L’Idiot (Durak), Yuriy Bykov (2014)

Histoire d’ivoire une tour tomber

DurakL'Idiot (Durak), Yuriy Bykov (2014)Année : 2014

7/10 IMDb iCM

Réalisation :

Yuriy Bykov

Avec :

Artyom Bystrov
Natalya Surkova
Yuriy Tsurilo

Le film n’est pas sans rappeler Main basse sur la ville (Rosi 1963). Le même thème du scandale immobilier et le risque d’effondrement d’un immeuble. Les enjeux et les conflits, tout ça est bien mené, façon thriller du réel avec une intrigue resserrée sur quelques heures, et c’est vrai qu’il peut y avoir une certaine fascination à voir qui s’en bat les couilles (les autorités de la ville, les concernés ou les réalistes), et les autres (en l’occurrence, l’autre au singulier, l’idiot du titre est un brin sarcastique, l’idiot, c’est celui qui l’ouvre au milieu d’un monde gangrené par la corruption).

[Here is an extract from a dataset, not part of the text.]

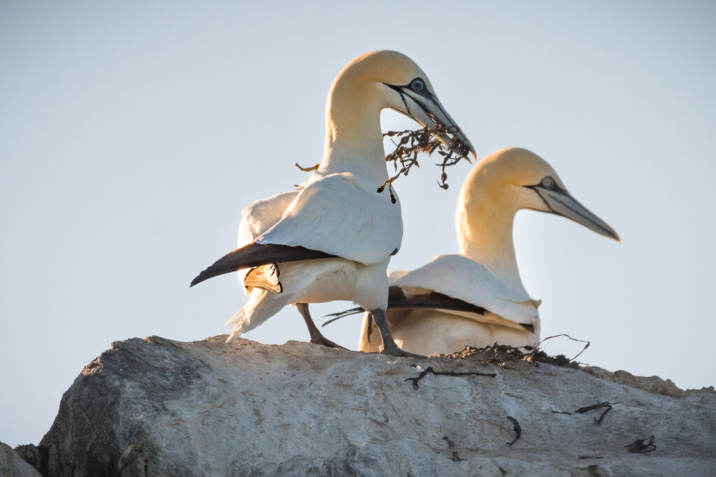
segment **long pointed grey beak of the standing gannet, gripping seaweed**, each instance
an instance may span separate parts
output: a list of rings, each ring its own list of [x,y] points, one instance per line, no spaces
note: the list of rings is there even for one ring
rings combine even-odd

Malheureusement, malgré une certaine maîtrise, c’est encore légèrement démonstratif, nous répétant cent fois les enjeux pour qu’on ait bien compris, et ça tient à développer des personnages de la « petite histoire » quand il aurait été plus avisé, ou intéressant, de s’appliquer à l’aspect politique, seul. Ou au contraire d’aller plus loin vers cette voie et recentrer petit à petit vers les enjeux de la catastrophe comme une réponse symbolique à l’impuissance sociale rencontrée durant tout le film (faire alors du personnage principal un spécialiste paraît moins évident que si c’était un personnage sans connaissance technique et possibilité d’interpeller les autorités de la ville).

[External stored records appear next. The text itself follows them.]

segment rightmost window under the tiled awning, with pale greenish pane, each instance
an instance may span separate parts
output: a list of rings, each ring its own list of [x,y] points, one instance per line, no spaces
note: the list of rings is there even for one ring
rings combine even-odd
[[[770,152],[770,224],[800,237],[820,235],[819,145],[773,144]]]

Le film se perd ainsi pas mal en digressions superflus qui donnent un aspect naturaliste (documentaire diraient certains) au film qui alourdit trop son propos (ou son style, le thriller, avec sa nécessité d’urgence). La force, le sujet, c’est le scandale, sans doute sa fin sans détour et cynique. Et le drame, c’est moins l’effondrement d’un immeuble que celui des illusions de cet « idiot » cherchant à sauver 800 personnes. La concision aurait été plus efficace que de traiter ça en cherchant une forme d’authenticité. La recherche du réel est toujours réducteur : on se concentre sur la corruption d’un petit village en Russie quand on aurait pu évoquer la corruptibilité des hommes tout court. La morale finale n’en aurait été que plus forte : rares sont ceux capables de reconnaître les bonnes âmes qui cherchent à les aider. Le drame des apparences, toujours.

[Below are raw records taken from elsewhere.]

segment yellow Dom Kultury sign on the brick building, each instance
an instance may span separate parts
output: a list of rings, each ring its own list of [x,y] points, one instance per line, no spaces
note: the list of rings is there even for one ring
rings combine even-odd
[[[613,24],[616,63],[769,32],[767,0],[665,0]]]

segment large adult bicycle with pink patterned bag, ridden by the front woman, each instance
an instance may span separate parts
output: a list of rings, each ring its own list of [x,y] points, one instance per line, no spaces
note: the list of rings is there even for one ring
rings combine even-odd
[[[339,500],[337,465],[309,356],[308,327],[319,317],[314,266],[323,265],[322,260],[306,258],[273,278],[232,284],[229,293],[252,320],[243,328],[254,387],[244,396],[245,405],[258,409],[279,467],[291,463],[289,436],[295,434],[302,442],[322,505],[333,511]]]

La même année, Andrey Zvyagintsev, proposait une même vision de la Russie corrompue et sans illusions dans Leviathan, jouant cette fois (de mémoire) sur un récit plus distendu, le mystère, et une forme de distanciation suggérant plus l’aliénation des individus dans la société qu’une misère sociale conséquence d’une corruption des autorités (même si elle était très présente dans le film, on évitait le ton sur ton en se passant des à-côtés sociaux).